Non tornerò ad abitare in città
Da lettore mi piacciono le scritture che trasformano le città, i borghi, i piccoli centri, in scenografie letterarie. Mi piace la trasfigurazione di un luogo, mostrandolo misterioso e inconfondibile.
Dostojevskij con San Pietroburgo, Joyce con Dublino, Kafka con Praga e innumerevoli altri abbinamenti definitivi hanno fissato l’alleanza tra geografia e letteratura.
Nelle scritture sacre leggo di Gerusalemme. Le più opposte sentenze pronunciate dai profeti la rendono ombelico della terra, nodo di una separazione dal cielo per atto di nascita.
Mikhà/Michea circa lo spopolamento “ Tziòn a campo sarà arata e Gerusalemme di rovine sarà e la montagna del tempio altura di foresta” (3,12). Zakharià/Zaccaria al contrario: “ Perciò così ha detto Iod: Sono tornato a Gerusalemme in commozione, la mia casa sarà costruita in essa”. (1,16). “Esulta, rallegrati figlia di Tziòn poiché eccomi vengo e abiterò in mezzo a te”. (2,14).
Nato a Napoli ho sentito dire del luogo le sperticate ammirazioni e gli accaniti disprezzi ho avuto addestramento laico e letterario all’impatto tra un luogo e i suoi commentari.
Gerusalemme resta paradigma inarrivabile di quanto si possa caricare di responsabilità il perimetro di un luogo abitato. Tre monoteismi, con le loro varianti interne, l’hanno proclamata sede, nervo scoperto di loro fervori in contrasto.

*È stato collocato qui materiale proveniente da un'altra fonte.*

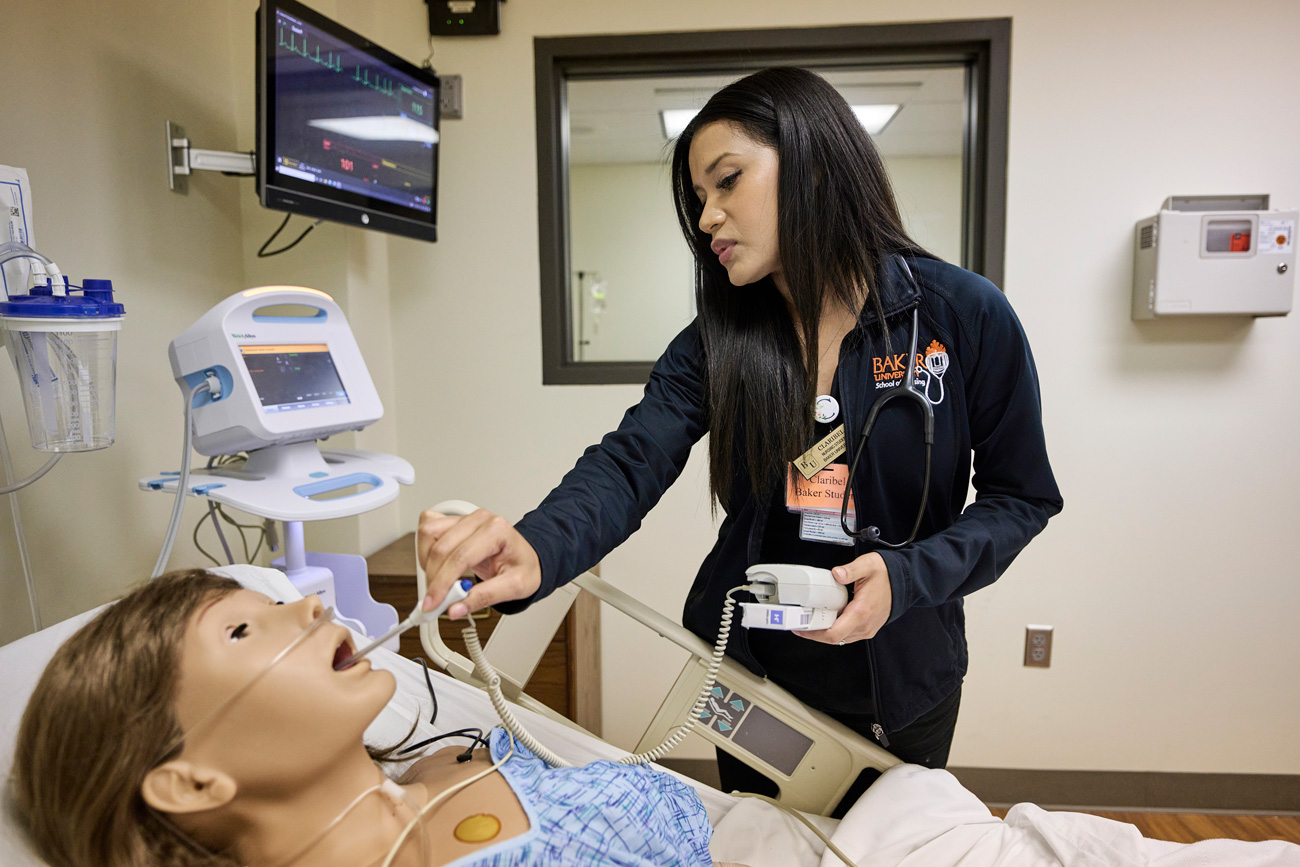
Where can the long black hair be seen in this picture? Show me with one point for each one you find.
(837, 224)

Città di Ievusei, popolo stanziato prima della presa di Davide, provvisoria come tutte in quell’area, Gerusalemme/Ierushalàim porta nella radice del nome il luogo di due paci. Sono state precarie e brevi, ma almeno le ha invocate nella scrittura delle sue lettere.
Ho visto le sue mura dal di fuori, passeggiando alle prime luci con lo scrittore israeliano Amos Oz, un inverno di molti anni fa. Lui ha vissuto l’ultima parte della sua vita in un piccolo centro nel deserto del Neghev, io la sto vivendo in campagna. Abbiamo abbandonato le città leggendarie. Non tornerò ad abitare in nessuna. Molti giovani hanno fatto e stanno facendo trasloco verso campagne e vallate, cercando pieno impiego delle loro energie produttive. L’agricoltura non intensiva è diventata vocazione, incoraggiata anche dall’oppressione dell’epidemia. Non cercano il loro posto in un ritorno al tempo precedente, un’arcadia perduta. Sono al contrario pionieri di un avvenire investito nella vitalità del suolo, nel tempo scandito dal ciclo della terra. anche per loro le città sfumano nei ricordi, nelle pagine delle letterature.
Di Gerusalemme mi resta la nitida immagine di un cammello accovacciato all’ombra di una tamerice, sul Monte degli Ulivi che non ne ha più nemmeno uno.